Ramsey: When it comes to abortion, we are faced with a question that is better answered by saints and philosophers.
I don't believe in killing a baby or an adult for that matter. However, I trust women in Tennessee to make this a rare occasion.
Planned Parenthood is an organization that receives federal funding. On both of these issues, these are federal matters that have to be decided by Congress.
Sun: A related question: In 2000, the Tennessee Supreme Court ruled in the case Planned Parenthood of Middle Tennessee v. Sundquist that the Tennessee Constitution protects a "fundamental right to abortion." This ruling effectively prevents the enactment of even very modest regulation of abortion in this state. Dissenting Supreme Court Justice William Barker explained that the only way to change the situation is by constitutional amendment.
In 2014, Tennesseeans will be asked to vote on a proposed amendment to the state Constitution which provides that nothing in the Constitution of Tennessee secures or protects the right to abortion or requires the funding of an abortion.

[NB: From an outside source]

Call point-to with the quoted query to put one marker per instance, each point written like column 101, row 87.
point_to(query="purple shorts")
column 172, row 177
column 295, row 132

What is your position on that amendment?
Ramsey: First of all, there is no state funding of abortions because most of those which might be funded by state money would be via the TennCare program or CoverTN. Both of these receive funding from the federal government, which, under the Hyde Amendment, prohibits federal funding of abortion, and this would carry over to Tennessee being unable to use those funds to perform abortions.
So, what we have here is a bill passed by two General Assemblies who took precious time to argue this point rather than get our people in Tennessee back to work.
It's unnecessary because the Roe v. Wade federal Supreme Court case has already defined abortion rights. It's dangerous because we run the risk of having our entire state constitution thrown out by a federal court.
If that happens, the state gets to foot the bill to pay to write another state constitution, which is something we can ill afford right now.
Sun: Voters are choosing between two candidates in the 11th District race. Please summarize why you believe that you are the right person to represent the people of the district in this important position.
Ramsey: I have lived all my life in this district, worked here, raised my son here, and hope to die here. I will make jobs and education a priority if elected as State Representative.
The first bills addressed by the legislature need to be to speed people in Greene, Cocke, and Jefferson counties back to work. Long term economic development will come as we make improvements to education so our children will be able to complete in the global workforce.
I will work to restore people's voting rights and get rid of silly laws that tie teachers' hands in the classroom. I won't embarrass you.
Vote for me to restore sanity in Nashville.
Short closing comment, if you wish:
Ramsey: I would like to thank The Greeneville Sun for the opportunity to express my views.